FS#59419 - [linux] general protection fault: 0000 (random kernel panic, oops; nfs, nfsd)

Attached to Project: Arch Linux
Opened by John Doe (user832) - Monday, 23 July 2018, 00:06 GMT
Last edited by freswa (frederik) - Sunday, 13 September 2020, 14:05 GMT
Task Type Bug Report
Category Kernel
Status Closed
Assigned To Tobias Powalowski (tpowa)
Jan Alexander Steffens (heftig)
Architecture x86_64
Severity Critical
Priority Normal
Reported Version
Due in Version Undecided
Due Date Undecided
Percent Complete 100%
Votes 2
Private No

Details

I had prepared to report this to https://bugzilla.kernel.org, however, reading "Distribution kernels" (https://www.kernel.org/category/releases.html),
if I understand it correctly, all distribution kernels, whether long term kernel releases or otherwise should be reported to the distribution vendor.

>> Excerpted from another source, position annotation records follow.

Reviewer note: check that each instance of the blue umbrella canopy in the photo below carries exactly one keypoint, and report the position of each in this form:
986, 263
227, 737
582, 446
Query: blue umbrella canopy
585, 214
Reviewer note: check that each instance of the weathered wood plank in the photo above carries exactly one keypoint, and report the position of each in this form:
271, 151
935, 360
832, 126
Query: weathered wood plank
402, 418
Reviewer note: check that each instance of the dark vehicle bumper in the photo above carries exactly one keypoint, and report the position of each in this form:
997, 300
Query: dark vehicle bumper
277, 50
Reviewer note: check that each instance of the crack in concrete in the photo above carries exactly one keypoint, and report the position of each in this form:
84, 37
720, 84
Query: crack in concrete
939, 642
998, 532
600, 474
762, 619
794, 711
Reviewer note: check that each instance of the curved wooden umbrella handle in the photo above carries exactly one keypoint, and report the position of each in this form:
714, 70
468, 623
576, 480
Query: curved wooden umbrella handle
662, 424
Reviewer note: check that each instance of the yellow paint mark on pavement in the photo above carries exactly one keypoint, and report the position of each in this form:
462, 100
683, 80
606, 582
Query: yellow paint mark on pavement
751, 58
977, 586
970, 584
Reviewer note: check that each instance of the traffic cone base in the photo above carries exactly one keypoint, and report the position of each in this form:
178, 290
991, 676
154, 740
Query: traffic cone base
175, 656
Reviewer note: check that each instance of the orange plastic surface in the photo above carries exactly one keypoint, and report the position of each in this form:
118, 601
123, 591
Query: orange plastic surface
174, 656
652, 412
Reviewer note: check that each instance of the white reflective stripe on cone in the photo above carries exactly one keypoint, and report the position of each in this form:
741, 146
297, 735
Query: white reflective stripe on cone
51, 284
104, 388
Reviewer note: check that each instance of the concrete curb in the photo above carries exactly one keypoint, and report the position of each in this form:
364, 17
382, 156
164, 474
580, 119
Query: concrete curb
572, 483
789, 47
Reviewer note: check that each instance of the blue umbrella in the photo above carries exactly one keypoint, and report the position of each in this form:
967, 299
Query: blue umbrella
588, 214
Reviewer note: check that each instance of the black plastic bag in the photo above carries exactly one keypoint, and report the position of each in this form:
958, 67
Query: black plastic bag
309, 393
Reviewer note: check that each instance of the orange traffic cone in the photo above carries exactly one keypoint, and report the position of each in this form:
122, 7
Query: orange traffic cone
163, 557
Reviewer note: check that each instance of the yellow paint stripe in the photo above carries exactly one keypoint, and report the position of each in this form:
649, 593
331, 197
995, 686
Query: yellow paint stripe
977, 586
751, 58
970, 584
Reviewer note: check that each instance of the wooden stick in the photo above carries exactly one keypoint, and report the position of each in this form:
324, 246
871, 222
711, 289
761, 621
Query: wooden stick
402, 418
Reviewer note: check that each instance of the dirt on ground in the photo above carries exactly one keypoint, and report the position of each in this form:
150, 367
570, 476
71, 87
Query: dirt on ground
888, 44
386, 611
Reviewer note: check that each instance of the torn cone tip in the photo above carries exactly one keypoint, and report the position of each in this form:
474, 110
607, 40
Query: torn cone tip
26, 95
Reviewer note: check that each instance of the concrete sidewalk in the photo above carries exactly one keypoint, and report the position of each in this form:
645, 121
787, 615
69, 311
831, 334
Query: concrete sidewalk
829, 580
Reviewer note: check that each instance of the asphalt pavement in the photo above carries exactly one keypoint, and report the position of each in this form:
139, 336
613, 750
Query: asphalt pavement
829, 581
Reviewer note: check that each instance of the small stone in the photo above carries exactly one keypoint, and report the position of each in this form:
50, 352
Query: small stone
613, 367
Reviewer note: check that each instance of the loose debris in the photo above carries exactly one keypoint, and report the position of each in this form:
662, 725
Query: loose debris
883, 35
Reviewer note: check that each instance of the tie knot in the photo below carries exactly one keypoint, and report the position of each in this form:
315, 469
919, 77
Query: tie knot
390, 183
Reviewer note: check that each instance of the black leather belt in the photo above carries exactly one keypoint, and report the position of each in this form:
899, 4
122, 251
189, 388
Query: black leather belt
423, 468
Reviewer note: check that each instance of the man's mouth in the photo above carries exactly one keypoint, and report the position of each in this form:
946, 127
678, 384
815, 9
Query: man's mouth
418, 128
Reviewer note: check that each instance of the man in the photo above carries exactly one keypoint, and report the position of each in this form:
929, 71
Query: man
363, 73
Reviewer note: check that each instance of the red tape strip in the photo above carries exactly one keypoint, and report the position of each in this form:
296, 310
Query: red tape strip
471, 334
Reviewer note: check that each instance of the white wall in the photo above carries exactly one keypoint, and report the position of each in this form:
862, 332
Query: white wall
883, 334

As I do not know how or if the Arch Linux distributed kernels differ from the kernel.org releases, I decided to first report the problem here. Please advice if I should report the problem directly to kernel.org.

Running Arch Linux distribution, I am observing kernel instability after upgrading from 4.15.9-1-ARCH to 4.17.2-1-ARCH.
Anticipating newer kernel releases I have waited and upgraded released kernels accordingly hoping the issue may resolve itself. The problem is however persistent as of 4.17.8-1-ARCH.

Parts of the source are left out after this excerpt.